According to Reddick, professor and chair of the UTSA Department of Public Administration, no consensus currently exists about what professionalism looks like in public service.
“Public servants, and city managers in particular, don’t have any institutional characteristics that mark traditional professions,” Reddick said. “There is no licensure, no mandatory educational programs, required membership in a professional association that polices its members, and no monopoly over entry into the profession.”
“In essence, to be a public servant or city manager, the basic requirement is being hired for the position,” added McCabe. “Given the breadth of public service, it is difficult even to define what public managers actually do.”
In an era of increased government accountability, Reddick said, local government employees and public servants have struggled to create a professional standard to remedy the situation in which they find themselves.
The researchers surveyed city managers from across the country about their attitudes and beliefs about their profession over the course of two years. The goal of their top-tier research was to identify shared characteristics that will help sketch out a shared identity.
“We found several shared beliefs among these city managers,” said Reddick. “Most city managers believe strongly in the importance of public service and in self-regulation, and they feel a strong sense of calling to their career.”
Reddick believes public servants should emulate the archetypical professions, such as lawyers or doctors, and place a greater importance on strengthening professional associations and creating formal standards.
“Lawyers have associations at the national and state level, and doctors have medical boards that license, regulate and discipline them,” Reddick said. “Public servants, like the city managers we surveyed, have no organizations that are equivalent in strength or discipline. It might be time to change that for the good of the profession.”
About the Researchers
Christopher G. Reddick, Ph.D., is a professor and the chair of the UTSA Department of Public Administration. His research interests include information technology and public sector organizations.

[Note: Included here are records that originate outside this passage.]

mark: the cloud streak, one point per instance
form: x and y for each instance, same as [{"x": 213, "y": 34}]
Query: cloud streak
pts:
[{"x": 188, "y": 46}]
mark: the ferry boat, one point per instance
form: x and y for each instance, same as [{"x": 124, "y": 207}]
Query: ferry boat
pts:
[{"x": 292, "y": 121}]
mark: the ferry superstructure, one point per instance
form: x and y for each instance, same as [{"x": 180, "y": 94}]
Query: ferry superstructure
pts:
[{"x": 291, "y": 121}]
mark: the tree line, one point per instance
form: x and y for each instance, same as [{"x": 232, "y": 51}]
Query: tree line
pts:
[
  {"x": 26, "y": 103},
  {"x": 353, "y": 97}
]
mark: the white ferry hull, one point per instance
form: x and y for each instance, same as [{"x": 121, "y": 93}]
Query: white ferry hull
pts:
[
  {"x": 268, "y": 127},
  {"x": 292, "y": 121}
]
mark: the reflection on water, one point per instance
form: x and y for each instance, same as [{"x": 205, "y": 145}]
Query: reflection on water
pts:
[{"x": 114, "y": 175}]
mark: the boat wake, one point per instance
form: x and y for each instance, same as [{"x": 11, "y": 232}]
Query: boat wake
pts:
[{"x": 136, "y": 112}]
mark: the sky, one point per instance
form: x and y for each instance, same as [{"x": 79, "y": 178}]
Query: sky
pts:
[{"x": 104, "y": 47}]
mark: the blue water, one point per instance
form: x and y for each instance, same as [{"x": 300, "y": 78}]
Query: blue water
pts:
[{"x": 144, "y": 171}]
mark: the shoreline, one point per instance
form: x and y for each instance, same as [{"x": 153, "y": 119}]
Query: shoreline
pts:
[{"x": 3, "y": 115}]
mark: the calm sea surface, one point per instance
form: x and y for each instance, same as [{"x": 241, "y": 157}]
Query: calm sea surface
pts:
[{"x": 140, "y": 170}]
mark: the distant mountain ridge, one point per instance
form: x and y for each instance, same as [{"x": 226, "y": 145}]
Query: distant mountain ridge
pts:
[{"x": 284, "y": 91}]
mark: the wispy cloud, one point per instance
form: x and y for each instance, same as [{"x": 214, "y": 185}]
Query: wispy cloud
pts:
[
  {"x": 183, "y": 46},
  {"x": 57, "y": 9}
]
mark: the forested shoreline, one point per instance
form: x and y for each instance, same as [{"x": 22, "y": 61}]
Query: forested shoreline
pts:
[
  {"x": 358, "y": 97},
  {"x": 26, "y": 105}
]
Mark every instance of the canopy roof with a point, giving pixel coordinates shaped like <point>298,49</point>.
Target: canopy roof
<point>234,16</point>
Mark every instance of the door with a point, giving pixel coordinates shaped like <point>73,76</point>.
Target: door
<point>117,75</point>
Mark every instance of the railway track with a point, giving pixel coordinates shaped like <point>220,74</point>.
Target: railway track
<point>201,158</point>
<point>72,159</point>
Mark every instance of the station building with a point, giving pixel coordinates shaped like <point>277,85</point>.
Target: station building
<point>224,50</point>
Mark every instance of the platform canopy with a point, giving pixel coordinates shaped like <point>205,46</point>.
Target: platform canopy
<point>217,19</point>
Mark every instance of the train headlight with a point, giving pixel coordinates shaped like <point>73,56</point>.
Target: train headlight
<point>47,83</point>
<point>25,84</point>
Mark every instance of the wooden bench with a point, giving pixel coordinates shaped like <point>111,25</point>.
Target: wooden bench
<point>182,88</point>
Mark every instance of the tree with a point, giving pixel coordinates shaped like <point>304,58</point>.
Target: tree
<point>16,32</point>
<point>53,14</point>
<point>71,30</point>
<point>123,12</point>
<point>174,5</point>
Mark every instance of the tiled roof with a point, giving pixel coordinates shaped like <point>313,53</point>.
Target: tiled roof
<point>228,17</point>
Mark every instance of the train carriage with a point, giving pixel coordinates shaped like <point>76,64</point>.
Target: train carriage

Barbara Coyle McCabe, Ph.D., is an associate professor in the UTSA Department of Public Administration. She previously directed the master’s programs at Arizona State University’s School of Public Affairs. Her research interests focus on state and local governments and the intersections between politics and markets.
Tansu Demir, Ph.D., is associate professor in the UTSA Department of Public Administration. His areas of research include public administration theory, local government administration and city managers, professionalism and administrative power.